Renzo Laconi pose una chiara pregiudiziale a questa istituzione. Due erano le principali obiezioni.
La prima era che, a suo avviso, sarebbe stato “assurdo delegare il controllo della costituzionalità delle leggi, che saranno domani elaborate dal legislatore ordinario, ad un consesso privo di investitura popolare, quale si vorrebbe fosse la Corte costituzionale”.
La seconda, che la creazione di questa corte di garanzia avrebbe costituito una limitazione della sovranità popolare.

Queste obiezioni vennero riprese immediatamente e sviluppate da un altro Costituente di diverso orientamento politico e culturale, Piero Calamandrei. In particolare, riconobbe che “questo controllo di costituzionalità che il giudice potrà esercitare sulle leggi sarà spesso di carattere politico e non giuridico”.
Il costituente azionista insistette a lungo su questo tasto ribadendo che “questo controllo non sarà soltanto giuridico ma diventerà anche politico”. In ragione di queste obiezioni, Calamandrei, che era relatore assieme a Leone, formulò una proposta di dettato costituzionale che rispondeva alla necessità di eliminare o quantomeno “attenuare il carattere politico del controllo”, di “smorzare questa eccessiva ingerenza politica del giudice, che potrebbe trasformare anche la democrazia in governo dei giudici”.

Ma Calamandrei aggiunse una ulteriore, lucida quanto profetica, osservazione: che con una Costituzione di carattere politico e non solo normativo quale quella che si stava costruendo ed una Corte con il potere di abrogare le leggi, chi avesse in futuro controllato la Corte stessa avrebbe conquistato il potere nel Paese. “Se durante il periodo in cui il fascismo diede l’assalto allo Stato italiano fosse esistita una Costituzione rigida, il fascismo avrebbe egualmente conquistato il potere dando l’assalto, anziché alle Camere legislative, alla Corte di garanzia”.

Propose quindi di fissare una procedura che da un lato lasciasse il giudizio di costituzionalità di una legge alla Suprema Corte, ma che le sottraesse al tempo stesso il potere di abrogarla o di renderla inefficace. In caso contrario, si sarebbe investito la Corte di un potere legislativo - pericoloso in ragione della mancata investitura popolare della Corte stessa - sovrapposto a quello del Parlamento.
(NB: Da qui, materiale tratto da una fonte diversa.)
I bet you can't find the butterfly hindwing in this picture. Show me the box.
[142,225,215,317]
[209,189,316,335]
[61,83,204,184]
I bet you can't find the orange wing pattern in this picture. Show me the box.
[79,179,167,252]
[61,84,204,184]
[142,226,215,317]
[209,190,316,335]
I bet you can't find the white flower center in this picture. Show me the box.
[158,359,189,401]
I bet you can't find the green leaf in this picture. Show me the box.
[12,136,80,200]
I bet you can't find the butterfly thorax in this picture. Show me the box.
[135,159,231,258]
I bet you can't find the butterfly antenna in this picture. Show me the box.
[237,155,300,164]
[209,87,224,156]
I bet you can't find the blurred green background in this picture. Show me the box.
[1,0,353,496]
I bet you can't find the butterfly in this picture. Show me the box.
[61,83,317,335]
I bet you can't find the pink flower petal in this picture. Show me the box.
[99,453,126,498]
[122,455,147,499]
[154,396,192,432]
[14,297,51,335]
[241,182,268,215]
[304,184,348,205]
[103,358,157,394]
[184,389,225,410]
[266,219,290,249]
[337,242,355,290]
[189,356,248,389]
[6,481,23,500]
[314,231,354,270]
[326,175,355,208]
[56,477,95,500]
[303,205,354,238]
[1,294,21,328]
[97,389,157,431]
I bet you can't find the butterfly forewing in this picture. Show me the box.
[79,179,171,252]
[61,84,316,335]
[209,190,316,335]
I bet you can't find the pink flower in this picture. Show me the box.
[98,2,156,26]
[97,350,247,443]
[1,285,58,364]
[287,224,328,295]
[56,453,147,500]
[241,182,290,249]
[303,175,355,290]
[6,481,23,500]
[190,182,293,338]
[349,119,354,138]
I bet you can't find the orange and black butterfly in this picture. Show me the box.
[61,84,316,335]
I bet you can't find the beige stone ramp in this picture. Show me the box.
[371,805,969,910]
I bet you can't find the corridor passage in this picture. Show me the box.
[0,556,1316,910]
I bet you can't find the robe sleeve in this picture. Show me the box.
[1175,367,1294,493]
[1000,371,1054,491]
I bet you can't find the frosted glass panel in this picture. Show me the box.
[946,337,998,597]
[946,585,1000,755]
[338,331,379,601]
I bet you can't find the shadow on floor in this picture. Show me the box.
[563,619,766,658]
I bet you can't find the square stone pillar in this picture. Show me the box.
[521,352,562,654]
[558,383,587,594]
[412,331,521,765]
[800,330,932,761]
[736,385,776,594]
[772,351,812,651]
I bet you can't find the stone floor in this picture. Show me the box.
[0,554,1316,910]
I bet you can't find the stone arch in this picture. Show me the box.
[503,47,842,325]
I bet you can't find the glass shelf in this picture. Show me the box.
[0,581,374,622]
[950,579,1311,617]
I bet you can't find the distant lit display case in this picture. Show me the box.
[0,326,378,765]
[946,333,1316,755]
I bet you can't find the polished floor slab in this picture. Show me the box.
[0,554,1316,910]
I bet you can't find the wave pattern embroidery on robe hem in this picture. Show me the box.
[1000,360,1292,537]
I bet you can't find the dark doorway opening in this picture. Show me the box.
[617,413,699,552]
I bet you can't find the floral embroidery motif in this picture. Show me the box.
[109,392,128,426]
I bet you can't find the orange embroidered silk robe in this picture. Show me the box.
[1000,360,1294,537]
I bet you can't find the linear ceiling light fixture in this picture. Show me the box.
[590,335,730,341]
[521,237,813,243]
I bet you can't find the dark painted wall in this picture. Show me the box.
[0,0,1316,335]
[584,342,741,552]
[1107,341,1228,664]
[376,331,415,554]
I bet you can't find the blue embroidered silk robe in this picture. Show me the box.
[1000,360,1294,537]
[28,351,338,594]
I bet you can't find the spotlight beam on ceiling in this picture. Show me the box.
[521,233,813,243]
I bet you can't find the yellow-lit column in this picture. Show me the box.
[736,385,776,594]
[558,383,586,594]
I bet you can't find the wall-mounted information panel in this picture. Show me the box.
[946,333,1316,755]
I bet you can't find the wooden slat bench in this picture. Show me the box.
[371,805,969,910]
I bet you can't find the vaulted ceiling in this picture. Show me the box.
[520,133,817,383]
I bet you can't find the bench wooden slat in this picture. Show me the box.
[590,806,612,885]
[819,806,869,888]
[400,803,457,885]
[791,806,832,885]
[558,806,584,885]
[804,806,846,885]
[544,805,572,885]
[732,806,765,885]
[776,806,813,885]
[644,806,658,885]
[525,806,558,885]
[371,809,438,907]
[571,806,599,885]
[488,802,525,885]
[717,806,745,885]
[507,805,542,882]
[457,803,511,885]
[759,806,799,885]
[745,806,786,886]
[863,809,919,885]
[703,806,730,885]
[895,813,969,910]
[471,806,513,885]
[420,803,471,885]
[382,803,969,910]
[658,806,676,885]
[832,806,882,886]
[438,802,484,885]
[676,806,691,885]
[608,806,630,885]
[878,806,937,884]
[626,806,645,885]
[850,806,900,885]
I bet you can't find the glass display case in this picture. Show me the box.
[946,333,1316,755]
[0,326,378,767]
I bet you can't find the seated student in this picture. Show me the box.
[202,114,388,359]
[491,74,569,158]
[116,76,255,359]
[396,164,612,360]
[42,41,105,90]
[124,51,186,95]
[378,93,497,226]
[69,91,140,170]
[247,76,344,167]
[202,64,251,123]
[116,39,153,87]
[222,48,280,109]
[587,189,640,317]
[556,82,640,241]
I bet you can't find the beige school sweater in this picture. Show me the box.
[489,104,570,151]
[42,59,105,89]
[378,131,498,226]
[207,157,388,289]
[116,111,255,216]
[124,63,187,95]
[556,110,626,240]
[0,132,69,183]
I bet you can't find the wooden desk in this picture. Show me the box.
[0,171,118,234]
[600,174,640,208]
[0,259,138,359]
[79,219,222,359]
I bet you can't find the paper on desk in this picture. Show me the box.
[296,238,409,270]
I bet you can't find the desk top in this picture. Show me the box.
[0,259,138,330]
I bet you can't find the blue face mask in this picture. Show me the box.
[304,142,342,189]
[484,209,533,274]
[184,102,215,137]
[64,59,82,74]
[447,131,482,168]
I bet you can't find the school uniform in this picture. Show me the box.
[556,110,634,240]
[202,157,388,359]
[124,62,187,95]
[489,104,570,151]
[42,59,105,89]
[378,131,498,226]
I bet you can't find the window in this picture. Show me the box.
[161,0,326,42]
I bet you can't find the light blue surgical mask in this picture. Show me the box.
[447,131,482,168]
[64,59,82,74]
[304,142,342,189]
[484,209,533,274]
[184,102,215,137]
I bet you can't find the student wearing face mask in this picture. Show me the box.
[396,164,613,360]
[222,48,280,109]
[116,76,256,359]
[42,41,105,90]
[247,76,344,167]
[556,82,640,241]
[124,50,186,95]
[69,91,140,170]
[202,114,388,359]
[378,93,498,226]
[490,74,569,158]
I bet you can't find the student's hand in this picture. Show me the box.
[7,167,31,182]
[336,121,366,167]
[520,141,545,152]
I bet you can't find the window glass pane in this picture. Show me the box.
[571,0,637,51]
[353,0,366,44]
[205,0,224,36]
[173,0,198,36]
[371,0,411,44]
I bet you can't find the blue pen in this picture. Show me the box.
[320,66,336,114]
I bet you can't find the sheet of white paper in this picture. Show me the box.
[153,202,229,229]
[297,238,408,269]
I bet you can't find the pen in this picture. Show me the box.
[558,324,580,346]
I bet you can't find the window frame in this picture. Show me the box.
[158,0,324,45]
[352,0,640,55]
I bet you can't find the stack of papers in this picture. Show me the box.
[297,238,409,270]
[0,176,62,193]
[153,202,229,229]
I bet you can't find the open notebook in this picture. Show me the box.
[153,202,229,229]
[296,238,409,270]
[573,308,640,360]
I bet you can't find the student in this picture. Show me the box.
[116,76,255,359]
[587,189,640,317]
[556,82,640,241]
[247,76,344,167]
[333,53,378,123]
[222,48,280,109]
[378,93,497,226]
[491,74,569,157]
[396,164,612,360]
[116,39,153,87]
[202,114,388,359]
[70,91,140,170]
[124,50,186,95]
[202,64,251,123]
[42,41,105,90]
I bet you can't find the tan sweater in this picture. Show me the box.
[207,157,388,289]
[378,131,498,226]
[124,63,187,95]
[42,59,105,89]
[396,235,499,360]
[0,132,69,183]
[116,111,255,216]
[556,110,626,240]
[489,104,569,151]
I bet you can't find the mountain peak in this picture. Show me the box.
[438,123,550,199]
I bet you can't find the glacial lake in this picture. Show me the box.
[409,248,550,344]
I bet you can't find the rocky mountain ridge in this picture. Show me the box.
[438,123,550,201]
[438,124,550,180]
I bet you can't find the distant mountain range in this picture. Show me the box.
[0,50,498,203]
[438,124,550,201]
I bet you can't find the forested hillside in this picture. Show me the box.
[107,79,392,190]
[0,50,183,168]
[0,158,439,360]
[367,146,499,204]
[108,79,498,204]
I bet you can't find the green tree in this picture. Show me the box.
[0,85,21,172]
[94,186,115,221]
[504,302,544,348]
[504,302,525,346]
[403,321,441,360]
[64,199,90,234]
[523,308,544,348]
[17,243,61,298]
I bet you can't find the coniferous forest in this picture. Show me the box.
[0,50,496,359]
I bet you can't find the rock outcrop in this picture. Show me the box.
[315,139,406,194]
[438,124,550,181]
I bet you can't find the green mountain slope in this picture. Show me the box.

E così, nel suo progetto, prevedeva questo testo:

«La decisione della Corte costituzionale a sezioni unite, che accoglie l'impugnazione ha efficacia meramente dichiarativa della incostituzionalità della legge, ma non può abrogarne né sospenderne l'efficacia.
Il Governo, appena informato della dichiarazione di incostituzionalità, prende l'iniziativa di proporre alle Assemblee legislative con procedura di urgenza una legge abrogativa o modificativa della legge dichiarata incostituzionale; la stessa iniziativa può essere presa direttamente dalle Assemblee.
Qualora tale proposta non sia approvata, le stesse Assemblee legislative dichiarano sospesa l'efficacia della legge dichiarata incostituzionale, la quale da quel momento ha lo stesso valore di una proposta di modificazione della Costituzione, da sottoporsi in via di urgenza al procedimento stabilito per l'approvazione di tali proposte».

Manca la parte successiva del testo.